Before portrait photography was invented, artist had already devised a method of portrait making. Mostly the wealthy and aristocrats of this time period had their portraits painted. In the mid 19th century photography finally came about to satisfy the new portrait craze. Besides photography many other methods were invented to satisfy the new need for portraits. For example, the miniature, the silhouette and the camera Lucida drawing were also other forms of portrait making. Photography, now, is the most popular and fastest action in taking portraits. Portrait photography is divided up into sections, due to the fact that there are many different styles of portrait photography, Daguerreotype Portraits, Calotype Portraits, and Collodion Portraits are examples of 3 of these. .
A man named Louis-Jacques-mande Daguerre invented the Daguerreotype portraits in 1839. The Daguerreotype is a direct positive process; it created a high detailed image without the use of a negative.
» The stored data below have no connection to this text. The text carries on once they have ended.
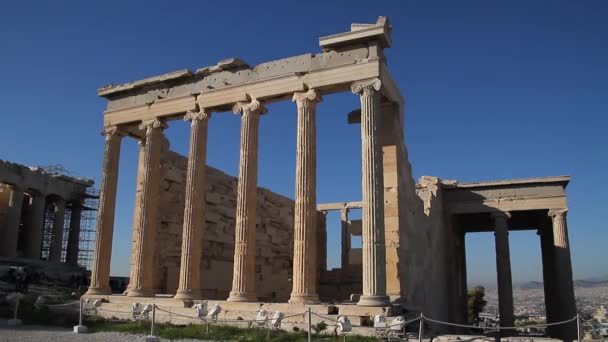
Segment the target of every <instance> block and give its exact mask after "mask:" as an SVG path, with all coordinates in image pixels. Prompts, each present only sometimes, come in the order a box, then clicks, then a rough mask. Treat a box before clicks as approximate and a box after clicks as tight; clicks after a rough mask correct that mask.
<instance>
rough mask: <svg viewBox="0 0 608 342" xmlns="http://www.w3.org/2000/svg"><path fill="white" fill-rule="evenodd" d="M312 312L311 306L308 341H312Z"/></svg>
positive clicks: (309, 322)
mask: <svg viewBox="0 0 608 342" xmlns="http://www.w3.org/2000/svg"><path fill="white" fill-rule="evenodd" d="M311 329H312V312H311V311H310V306H309V307H308V342H311V341H312V332H311Z"/></svg>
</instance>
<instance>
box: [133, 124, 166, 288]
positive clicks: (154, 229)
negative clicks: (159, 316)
mask: <svg viewBox="0 0 608 342" xmlns="http://www.w3.org/2000/svg"><path fill="white" fill-rule="evenodd" d="M166 127H167V126H166V124H165V123H164V122H162V121H161V120H158V119H152V120H147V121H144V122H142V123H141V125H140V126H139V128H140V129H141V130H145V134H146V137H145V140H144V141H141V142H140V143H141V144H142V147H141V148H142V149H143V151H141V152H142V153H140V158H142V157H143V161H142V160H140V166H141V168H139V169H138V173H139V174H138V177H137V179H138V182H141V183H140V184H138V191H139V192H140V193H139V194H138V196H137V198H138V201H137V203H136V206H137V207H136V209H135V218H134V227H133V251H132V257H131V275H130V282H129V287H128V292H127V296H129V297H149V296H152V295H154V292H155V288H154V286H155V282H154V281H155V268H156V267H155V262H156V257H155V254H156V253H155V252H156V235H157V230H158V190H159V186H160V185H159V183H160V154H161V148H162V144H163V138H164V136H163V130H164V129H165V128H166Z"/></svg>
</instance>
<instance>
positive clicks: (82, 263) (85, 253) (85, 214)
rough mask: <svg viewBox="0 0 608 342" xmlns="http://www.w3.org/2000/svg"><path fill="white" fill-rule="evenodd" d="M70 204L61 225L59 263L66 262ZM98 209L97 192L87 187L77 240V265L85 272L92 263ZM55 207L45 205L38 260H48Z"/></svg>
mask: <svg viewBox="0 0 608 342" xmlns="http://www.w3.org/2000/svg"><path fill="white" fill-rule="evenodd" d="M72 205H73V204H72V203H68V206H66V208H65V218H64V223H63V239H62V244H61V262H66V259H67V250H68V242H69V236H70V221H71V217H72ZM98 208H99V190H97V189H95V188H93V187H89V188H87V189H86V193H85V195H84V202H83V204H82V207H81V210H82V211H81V216H80V236H79V240H78V265H79V266H81V267H84V268H85V269H87V270H90V269H91V263H92V261H93V248H94V243H95V226H96V223H97V209H98ZM54 216H55V207H54V205H53V204H52V203H49V204H47V206H46V209H45V212H44V227H43V231H42V250H41V253H40V259H42V260H49V258H50V251H51V243H52V240H53V218H54Z"/></svg>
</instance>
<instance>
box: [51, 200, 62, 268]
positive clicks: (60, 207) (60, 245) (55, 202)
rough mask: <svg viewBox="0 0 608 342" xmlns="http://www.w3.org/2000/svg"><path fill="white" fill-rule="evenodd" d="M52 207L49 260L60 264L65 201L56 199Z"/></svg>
mask: <svg viewBox="0 0 608 342" xmlns="http://www.w3.org/2000/svg"><path fill="white" fill-rule="evenodd" d="M54 205H55V209H54V214H53V234H52V238H51V249H50V251H49V260H50V261H51V262H61V250H62V249H63V228H64V227H63V225H64V224H65V200H64V199H63V198H56V199H55V201H54Z"/></svg>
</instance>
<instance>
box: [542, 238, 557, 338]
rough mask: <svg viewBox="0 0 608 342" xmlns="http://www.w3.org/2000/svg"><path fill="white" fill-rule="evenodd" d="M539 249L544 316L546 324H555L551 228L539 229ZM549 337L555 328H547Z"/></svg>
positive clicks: (552, 250) (554, 269)
mask: <svg viewBox="0 0 608 342" xmlns="http://www.w3.org/2000/svg"><path fill="white" fill-rule="evenodd" d="M539 235H540V248H541V256H542V266H543V287H544V294H545V315H546V317H547V323H555V322H557V321H558V319H557V318H556V316H555V304H556V303H557V301H558V298H557V297H556V293H555V291H554V290H555V268H554V261H553V228H552V227H541V228H540V229H539ZM547 332H548V335H549V336H553V335H554V332H555V327H554V326H551V327H547Z"/></svg>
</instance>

The process was done by creating the image on a sheet of copper plated with a thin coat of silver. After the sheet was coated it needed to be washed until it resembled a mirror, it was then placed in a closed bow over iodine until what appeared to be a yellow rose appeared. The sheet was then transferred from the light tight box into the camera. One the sheet was exposed it needed to be developed over mercury until the image appeared. Exposure times for Daguerreotype portraits were 3 to 15 minutes long, which made this method of portraits unpractical. .
After the Daguerreotype was invented came the Calotype Portraits. The Calotype's paper negative made it possible to make a reproduction of the picture. The coarse paper of the negative, however, eliminated the delicate detail that was captured by the Daguerreotype. A Scottish painter named, David Hill and his assistant, Robert Adamson noticed the lack of precision and composed portraits in bold masses of light and dark.